Depending on the problem we are trying to solve, we will be collecting new data or otherwise, we will be using data that are available opensource.
When we have a unique problem and no related researches has been done on the subject before, we will have to collect new data on the subject.
we want information on the average time that employees spend in the cafeteria across companies. There is no public data available on these. But you can collect the data through various methods such as surveys, interviews of employees, and by monitoring the time spent by employees in the cafeteria. This method is time-consuming.
The other method is to use the data which is readily available or collected by someone else. These data can be found on the internet, in news articles, government census, magazines, and so on. This method is less time-consuming.
One of the famous places to collect data on the internet is kaggle.com where you will be able to find thousands of data sets.
So after we got the data, before we start to analyze the data, which is the next step, we will have to clean this data. Here we will be doing various operations on the data like eliminating missing values from the data set we have to perform better statistical analysis.

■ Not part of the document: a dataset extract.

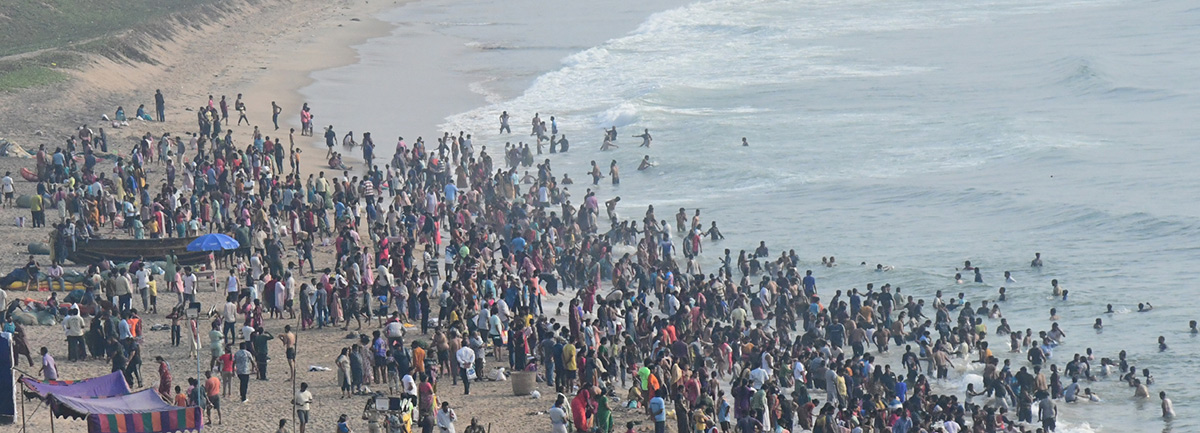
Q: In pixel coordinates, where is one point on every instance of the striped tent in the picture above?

3. Exploratory Data Analysis
This is the most exciting and important step as it helps us to build familiarity with the data and extract useful insights. If we skip this step then we might end up using inaccurate models and choosing the insignificant variables in our model. ( Here model is basically a mathematical algorithm that will be used to solve our problem ).
In this step, we will be using descriptive statistics concepts such as central value measures and variability measures to understand the data. Also, visualization methods such as graphs and plots are really important in this phase since it helps us to understand data better.
4. Building the model
Modeling means formulating every step and gather the techniques required to achieve the solution.
Here we will be using probability and inferential statistics to build relationships between variables in the data to solve our problem. So in this step, your math skills will be put to the test. But most of the time these calculations involved to achieve the results are packed and already written for us to use as software libraries. ( Software library is a collection of programming files that are put to gather. The library consists of one or more algorithms in it ). But having math skills here helps us to choose the correct algorithm and use parameters wisely on those algorithms.
5. Data Communication
This is the final step where we present the results from our analysis to the stakeholders. We explain to them how we came to a specific conclusion and our critical findings. Most often we need to present our findings to a non-technical audience, such as the marketing team or business executives. We need to communicate the results in a simple to understand manner. So here we will be using graphs and presentations to convey our results. Then these stakeholders will be using our insights to make business decisions widely within the organization.
So that’s basically it for introduction to data science. Hopefully, in the next post we will talk about, whats artificial intelligence (AI), what’s machine learning (ML), and what’s the difference between data science and AI and ML.
After that, we will start the data science journey starting from some mathematics.
So thank you for reading this post, I hope you enjoyed it (I’ll get better at writing).